Well the good news is that the Franklin Graham Festival is ongoing with tomorrow being the last day. That's good news because it will be over soon and the parachurch organization uniting Roman Catholics, Word of Faith, Pentecostals, Calvary Chapels, Southern Baptists, and other like minded "Evangelicals" will be gone soon.

I was running this morning and passed by the festival at the Sports Park in Chatan. It was a children's event with really good amplification so I got to hear some interesting theology in the 6-8 minutes I ran by. Here is what the children were being taught:

Children, we are made of many parts in one person. We have a body consisting of our hands and our heads and our legs and other body parts. We have a mind that does the thinking. The third part of us is our personality - our likes and our dislikes. Finally, we have a soul. That is the part that lives forever with God.

I thus learned from them that our hope consists not of a Resurrected Body but a mindless soul with no personality living with God forever... 

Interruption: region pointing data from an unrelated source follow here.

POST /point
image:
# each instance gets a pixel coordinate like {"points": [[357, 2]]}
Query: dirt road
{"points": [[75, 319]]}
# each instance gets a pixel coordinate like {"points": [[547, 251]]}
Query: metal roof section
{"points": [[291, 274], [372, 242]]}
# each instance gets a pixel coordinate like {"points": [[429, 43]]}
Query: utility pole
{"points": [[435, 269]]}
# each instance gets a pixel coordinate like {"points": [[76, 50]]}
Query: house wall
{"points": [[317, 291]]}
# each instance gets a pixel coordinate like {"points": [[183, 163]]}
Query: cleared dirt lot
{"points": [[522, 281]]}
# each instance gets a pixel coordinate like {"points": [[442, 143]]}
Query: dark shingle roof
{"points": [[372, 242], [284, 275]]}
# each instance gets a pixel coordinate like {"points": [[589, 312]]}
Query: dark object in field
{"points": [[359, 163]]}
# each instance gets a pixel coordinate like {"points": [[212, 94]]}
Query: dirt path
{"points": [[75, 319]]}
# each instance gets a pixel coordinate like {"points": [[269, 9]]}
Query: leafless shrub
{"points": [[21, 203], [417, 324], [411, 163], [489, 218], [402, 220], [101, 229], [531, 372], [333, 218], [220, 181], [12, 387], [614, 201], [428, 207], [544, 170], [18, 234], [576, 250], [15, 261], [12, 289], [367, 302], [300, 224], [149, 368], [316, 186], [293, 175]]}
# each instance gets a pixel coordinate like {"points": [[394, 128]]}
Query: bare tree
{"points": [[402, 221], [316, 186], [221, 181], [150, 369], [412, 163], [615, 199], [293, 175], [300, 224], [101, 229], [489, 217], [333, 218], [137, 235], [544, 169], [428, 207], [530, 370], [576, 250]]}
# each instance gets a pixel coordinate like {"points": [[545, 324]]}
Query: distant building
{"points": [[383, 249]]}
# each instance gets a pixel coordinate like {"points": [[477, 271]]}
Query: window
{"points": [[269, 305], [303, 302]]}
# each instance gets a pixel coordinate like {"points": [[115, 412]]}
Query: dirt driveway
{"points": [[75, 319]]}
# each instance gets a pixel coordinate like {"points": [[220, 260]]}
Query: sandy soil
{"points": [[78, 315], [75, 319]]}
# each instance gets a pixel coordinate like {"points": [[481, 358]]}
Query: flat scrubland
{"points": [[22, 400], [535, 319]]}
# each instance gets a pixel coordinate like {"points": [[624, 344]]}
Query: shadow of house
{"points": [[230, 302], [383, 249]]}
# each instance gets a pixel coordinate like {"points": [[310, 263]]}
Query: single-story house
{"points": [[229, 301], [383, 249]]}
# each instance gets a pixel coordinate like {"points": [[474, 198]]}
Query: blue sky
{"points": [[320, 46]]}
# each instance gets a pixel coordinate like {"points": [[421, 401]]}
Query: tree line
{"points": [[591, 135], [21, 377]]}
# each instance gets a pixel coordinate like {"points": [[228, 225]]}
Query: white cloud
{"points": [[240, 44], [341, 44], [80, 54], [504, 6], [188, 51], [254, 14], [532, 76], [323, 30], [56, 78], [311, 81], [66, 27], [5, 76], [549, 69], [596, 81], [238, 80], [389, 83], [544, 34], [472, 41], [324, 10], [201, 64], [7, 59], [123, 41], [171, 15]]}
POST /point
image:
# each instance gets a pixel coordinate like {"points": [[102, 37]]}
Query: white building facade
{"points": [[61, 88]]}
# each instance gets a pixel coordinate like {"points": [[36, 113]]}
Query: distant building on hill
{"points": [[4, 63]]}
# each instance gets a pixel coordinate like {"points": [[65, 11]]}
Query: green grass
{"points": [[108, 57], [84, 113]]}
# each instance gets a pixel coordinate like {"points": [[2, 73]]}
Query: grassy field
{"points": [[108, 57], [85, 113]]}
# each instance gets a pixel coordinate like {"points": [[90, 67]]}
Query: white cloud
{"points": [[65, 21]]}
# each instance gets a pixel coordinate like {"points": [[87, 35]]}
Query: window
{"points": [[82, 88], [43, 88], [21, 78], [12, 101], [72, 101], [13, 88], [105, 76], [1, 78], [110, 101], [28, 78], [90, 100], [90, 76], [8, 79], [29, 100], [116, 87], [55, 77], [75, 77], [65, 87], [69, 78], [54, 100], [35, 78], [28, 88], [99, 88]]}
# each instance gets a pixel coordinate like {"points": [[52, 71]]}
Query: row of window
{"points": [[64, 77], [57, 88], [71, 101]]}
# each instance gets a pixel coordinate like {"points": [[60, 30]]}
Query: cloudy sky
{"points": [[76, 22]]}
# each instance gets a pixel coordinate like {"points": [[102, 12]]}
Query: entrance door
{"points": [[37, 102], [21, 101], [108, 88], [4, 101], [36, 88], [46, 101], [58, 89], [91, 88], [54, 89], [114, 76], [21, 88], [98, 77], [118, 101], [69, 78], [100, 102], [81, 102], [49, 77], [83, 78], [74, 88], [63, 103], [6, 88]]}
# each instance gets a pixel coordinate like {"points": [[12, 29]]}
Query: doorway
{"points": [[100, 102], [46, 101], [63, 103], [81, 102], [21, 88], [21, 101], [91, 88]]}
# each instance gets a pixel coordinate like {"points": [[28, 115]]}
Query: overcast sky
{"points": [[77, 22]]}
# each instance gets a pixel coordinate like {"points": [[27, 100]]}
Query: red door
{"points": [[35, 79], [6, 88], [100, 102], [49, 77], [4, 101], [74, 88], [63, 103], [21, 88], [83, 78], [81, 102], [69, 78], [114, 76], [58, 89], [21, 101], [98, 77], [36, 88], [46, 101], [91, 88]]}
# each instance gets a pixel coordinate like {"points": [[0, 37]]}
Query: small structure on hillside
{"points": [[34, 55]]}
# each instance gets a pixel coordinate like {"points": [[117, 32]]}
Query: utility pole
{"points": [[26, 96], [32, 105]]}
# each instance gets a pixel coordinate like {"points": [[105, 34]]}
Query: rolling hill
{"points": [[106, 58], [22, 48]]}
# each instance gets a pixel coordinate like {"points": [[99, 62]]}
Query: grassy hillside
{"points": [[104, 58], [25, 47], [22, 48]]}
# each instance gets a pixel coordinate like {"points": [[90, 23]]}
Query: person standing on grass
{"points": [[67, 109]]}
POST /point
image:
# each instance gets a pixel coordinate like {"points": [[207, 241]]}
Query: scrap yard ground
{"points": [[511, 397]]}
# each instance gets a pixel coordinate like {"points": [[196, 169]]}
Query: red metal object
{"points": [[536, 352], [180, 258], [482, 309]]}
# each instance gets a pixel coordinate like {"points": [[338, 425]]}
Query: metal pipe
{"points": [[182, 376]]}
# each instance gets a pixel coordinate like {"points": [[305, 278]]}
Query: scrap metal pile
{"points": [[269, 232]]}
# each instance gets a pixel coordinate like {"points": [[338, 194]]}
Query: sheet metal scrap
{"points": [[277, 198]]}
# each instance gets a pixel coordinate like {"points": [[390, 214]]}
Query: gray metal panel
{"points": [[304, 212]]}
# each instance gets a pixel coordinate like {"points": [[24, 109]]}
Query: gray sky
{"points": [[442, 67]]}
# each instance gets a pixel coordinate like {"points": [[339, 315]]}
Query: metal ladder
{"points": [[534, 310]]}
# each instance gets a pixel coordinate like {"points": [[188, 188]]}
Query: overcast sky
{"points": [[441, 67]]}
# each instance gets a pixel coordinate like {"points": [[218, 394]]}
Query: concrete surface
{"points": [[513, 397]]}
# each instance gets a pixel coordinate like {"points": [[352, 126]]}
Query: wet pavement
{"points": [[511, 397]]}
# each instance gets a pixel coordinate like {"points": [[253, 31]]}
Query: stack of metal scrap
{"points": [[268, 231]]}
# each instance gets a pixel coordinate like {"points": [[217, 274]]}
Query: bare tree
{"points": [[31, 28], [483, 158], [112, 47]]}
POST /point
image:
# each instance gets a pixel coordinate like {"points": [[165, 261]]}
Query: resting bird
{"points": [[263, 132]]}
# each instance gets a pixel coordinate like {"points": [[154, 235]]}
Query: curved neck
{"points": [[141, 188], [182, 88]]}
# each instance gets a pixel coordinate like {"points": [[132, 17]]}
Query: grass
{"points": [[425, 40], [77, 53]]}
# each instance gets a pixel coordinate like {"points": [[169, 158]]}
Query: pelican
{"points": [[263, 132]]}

I'll be so glad when they're gone.


----------



## turmeric (Nov 3, 2006)

These people sound like Orphics or somethng. I do believe they've gotten worse. Makes ya want to memorize Colossians!


----------



## Blue Tick (Nov 4, 2006)

SemperFideles said:


> Well the good news is that the Franklin Graham Festival is ongoing with tomorrow being the last day. That's good news because it will be over soon and the parachurch organization uniting Roman Catholics, Word of Faith, Pentecostals, Calvary Chapels, Southern Baptists, and other like minded "Evangelicals" will be gone soon.
> 
> I was running this morning and passed by the festival at the Sports Park in Chatan. It was a children's event with really good amplification so I got to hear some interesting theology in the 6-8 minutes I ran by. Here is what the children were being taught:
> 
> ...


----------



## Bladestunner316 (Nov 4, 2006)

He really parachurchs up with heretical groups?


----------



## SRoper (Nov 4, 2006)

Wow, they just keep adding more parts; it's hard to keep up. Reminds me of the arms race between the razor manufacturers.


----------